Artificial neural networks rely heavily on large datasets to train their models. However, with the constantly evolving data privacy regulations worldwide, obtaining high-quality data has become increasingly challenging, primarily due to security or privacy concerns. Read on to learn how to generate synthetic time series for your machine learning models.
The rise of generative AI and similar technologies requires businesses to innovate to stay ahead of the competition. Without access to secure training data, engineers cannot experiment and advance new technologies. The lack of diverse, secure datasets at scale makes it difficult to train predictive models. Synthesizing time series data poses unique challenges because it requires preserving both the relationships between variables and time, as well as the relationships among the variables themselves. A successful time-series model must capture not only the features and distributions within each time point but also the complex dynamics of these features over time.
The most critical component of time series synthesis is the generator. Instead of developing one from scratch, I will use the Gretel-synthetics generator package. This package provides a set of synthetic data generators for structured and unstructured text and time series, featuring differentially private learning.
To run the generator, we need to prepare real data that will be used to create the synthetic time series. The synthetic data should closely mirror the statistical properties of the real data.

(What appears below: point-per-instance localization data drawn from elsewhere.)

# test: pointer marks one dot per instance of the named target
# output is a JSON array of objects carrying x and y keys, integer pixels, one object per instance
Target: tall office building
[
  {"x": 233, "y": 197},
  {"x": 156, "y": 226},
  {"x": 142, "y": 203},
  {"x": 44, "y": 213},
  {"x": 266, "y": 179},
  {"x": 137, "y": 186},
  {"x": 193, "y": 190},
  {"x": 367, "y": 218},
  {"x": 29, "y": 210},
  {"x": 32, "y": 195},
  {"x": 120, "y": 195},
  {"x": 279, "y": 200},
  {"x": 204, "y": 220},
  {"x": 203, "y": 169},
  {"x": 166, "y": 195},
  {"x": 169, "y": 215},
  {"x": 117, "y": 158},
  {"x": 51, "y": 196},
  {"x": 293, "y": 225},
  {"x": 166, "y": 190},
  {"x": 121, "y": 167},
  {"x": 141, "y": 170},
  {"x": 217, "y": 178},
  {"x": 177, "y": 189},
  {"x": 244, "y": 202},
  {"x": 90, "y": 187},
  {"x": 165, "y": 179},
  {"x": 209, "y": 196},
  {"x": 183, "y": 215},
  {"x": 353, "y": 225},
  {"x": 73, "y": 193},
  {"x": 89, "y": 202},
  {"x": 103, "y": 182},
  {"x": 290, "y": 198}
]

I used the open-source Bike Sharing Demand dataset, which, as the name suggests, contains information about the number of bikes shared among users.
def get_data():
bike_sharing = fetch_openml("Bike_Sharing_Demand", version=2, as_frame=True)
df = bike_sharing.frame
return df['count']
0 16
1 40
2 32
3 13
4 1
...
17374 119
17375 89
17376 90
17377 61
17378 49
Once the data is ready, I need to reshape it to match the requirements of the generator model class.
MAX_SEQUENCE_LEN = 100
PLOT_VIEW = 600
# Get real data
bike_count = get_data()
# Prepare data format
features_2d = to_windows(bike_count, MAX_SEQUENCE_LEN)
features_3d = np.expand_dims(features_2d, axis=2)
The to_windows function implements a sliding window technique and converts a time series into a sequence of vectors. I detailed this function here.
def create_model(features):
model = DGAN(DGANConfig(
max_sequence_len=features.shape[1],
sample_len=20,
batch_size=min(1000, features.shape[0]),
apply_feature_scaling=True,
apply_example_scaling=False,
use_attribute_discriminator=False,
generator_learning_rate=1e-4,
discriminator_learning_rate=1e-4,
epochs=100,
))
model.train_numpy(
features,
feature_types=[OutputType.CONTINUOUS] * features.shape[2],
)
return model
Finally, the model is ready to run. Since training takes a significant amount of time, I save the model to facilitate code modifications and debugging. I use the SERIALISED flag for this purpose.
# Create the model
if not SERIALISED:
model = create_model(features_3d)
model.save(model_dump)
else:
model = DGAN.load(model_dump)
# Generate synthetic data
BATCHES_NUMBER = 60
_, synth_chunk = model.generate_numpy(BATCHES_NUMBER)
synthetic = np.concatenate(
synth_chunk[0:synth_chunk.shape[0], :, :], axis=0)
fig, axes = plt.subplots(nrows=4, ncols=1, figsize=(6, 12),
layout='constrained')